The nomenclature for foods that are lower than usual in calories and/or fat has been changing. But is that because the food industry is following consumers’ desires – or shaping them?
That’s one of the questions addressed in a fascinating article in Bon Appétit by Alex Beggs. It’s a long piece and I can’t do it justice in a blog post, but I’d like to concentrate on one aspect: the transition from “diet” to “wellness” as a marketing strategy.
Beggs lays out how in the 1980s, government and other authorities started warning about the harmfulness of fat, cholesterol, sugar and salt. Diet foods suddenly swamped the supermarkets. Diet Coke, Tab, Lean Cuisine, Weight Watchers and similar products appeared, all catering to the massive insecurities raised by fat phobia; according to a 1983 poll by Glamour cited by Beggs, 76% – seventy-six percent – of the women who responded said they were “too fat.”
Then a shift came around. Beggs identifies one bellwether event as the introduction of Healthy Choice frozen meals by ConAgra Foods (as it was then called). She writes: “Healthy Choice stood out because it wasn’t marketed as a weight-loss solution the way Weight Watchers’ frozen dinners were. The focus was on ‘healthy.’”
Beggs goes on to argue, convincingly, that “health and wellness” has dethroned “diet” as the term of choice for marketing to consumers who are concerned about their weight. But it’s really the same wine in another bottle – or (almost) the same diet soda marketed as Coke Zero instead of Diet Coke. She refers to “Anti-Diet,” a book by a dietitian named Christy Harrison: “In her book, Harrison writes about how the wellness industry seems to be selling overall health, but it can’t exist without making you fear being unhealthy, which most Americans still associate with fatness.”
To me, the transition from “diet” to “wellness” had always seemed like a natural one. Healthy eating is something that should be practiced year around, not just when you’re “dieting.”
But Beggs’ article gave me something to think about. Yes, it’s healthier for the consumer to seek good nutrition as the norm. But that approach also opens the door for “healthy” or “better-for-you” processed foods to be consumed year-around, instead of during diets.
That’s just good marketing, I suppose. But there’s something slightly sinister about it. It amounts to an acknowledgement that our collective anxiety about our health and, especially, appearance will never really go away. It must be constantly kept at bay by foods that we once associated with periods of self-deprivation, which isn’t a very cheery prospect.

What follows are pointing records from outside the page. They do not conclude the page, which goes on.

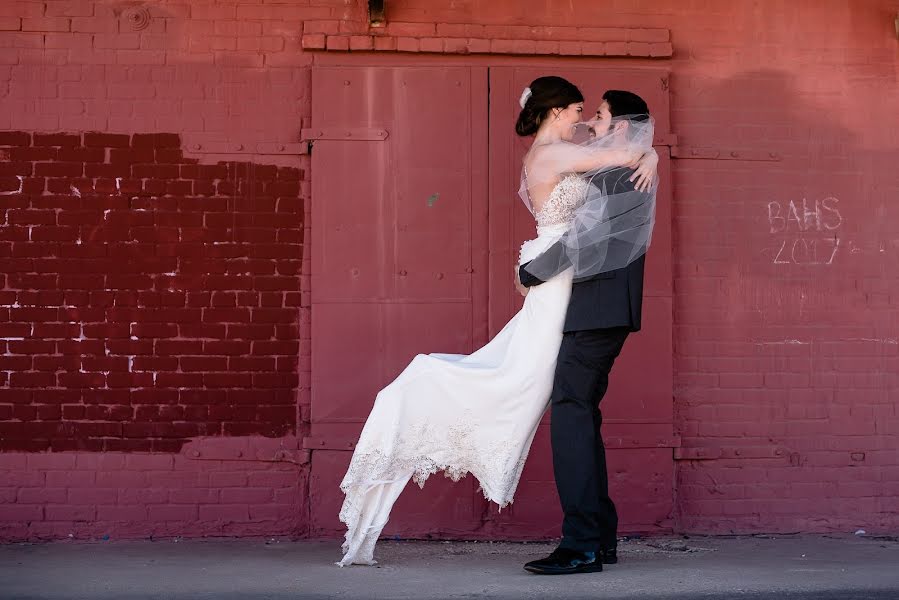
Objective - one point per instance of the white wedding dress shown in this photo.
(462, 414)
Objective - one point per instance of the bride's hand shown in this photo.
(646, 170)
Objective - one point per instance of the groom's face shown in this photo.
(602, 121)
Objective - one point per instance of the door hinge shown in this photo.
(717, 452)
(684, 152)
(344, 133)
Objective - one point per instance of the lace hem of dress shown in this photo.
(375, 468)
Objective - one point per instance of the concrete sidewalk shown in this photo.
(781, 567)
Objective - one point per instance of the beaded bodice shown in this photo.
(565, 198)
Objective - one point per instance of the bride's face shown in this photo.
(567, 118)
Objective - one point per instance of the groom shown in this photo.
(603, 311)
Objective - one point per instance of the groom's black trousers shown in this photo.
(579, 456)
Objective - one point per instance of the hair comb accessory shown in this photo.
(524, 97)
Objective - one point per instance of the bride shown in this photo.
(478, 413)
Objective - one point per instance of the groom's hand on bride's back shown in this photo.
(518, 286)
(645, 171)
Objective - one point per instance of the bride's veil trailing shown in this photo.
(613, 226)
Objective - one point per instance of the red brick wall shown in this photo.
(786, 348)
(148, 299)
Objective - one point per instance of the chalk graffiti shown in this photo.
(822, 215)
(807, 231)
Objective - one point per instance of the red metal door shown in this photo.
(399, 232)
(400, 265)
(638, 409)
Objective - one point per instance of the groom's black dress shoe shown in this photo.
(564, 561)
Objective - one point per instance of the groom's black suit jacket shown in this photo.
(611, 299)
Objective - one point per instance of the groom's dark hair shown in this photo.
(626, 103)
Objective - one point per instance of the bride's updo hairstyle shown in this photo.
(546, 93)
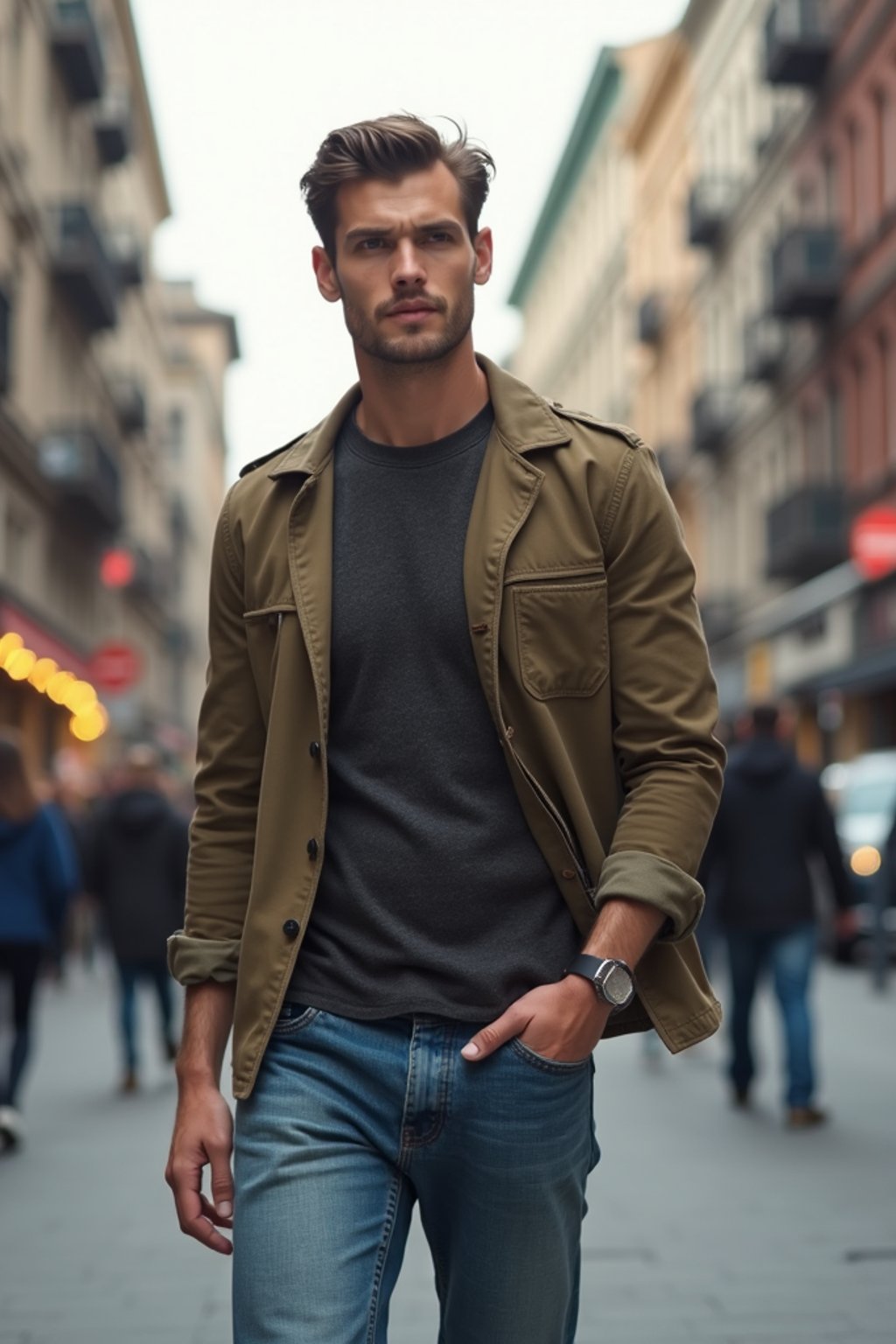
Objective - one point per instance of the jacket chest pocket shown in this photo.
(562, 636)
(263, 628)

As Beggs eloquently writes:
Food companies are responding to the demands of the marketplace, and those demands reflect all of our inner demons: body insecurity, food guilt, wanting to be a “better” person, a willingness to trade off flavor for perceived nutrition, never-ending confusion over what “healthy” even means, feelings of utter lack of control in a chaotic world, fear of death. So we end up volleying these anxieties back and forth at each other from behind the frosted freezer doors.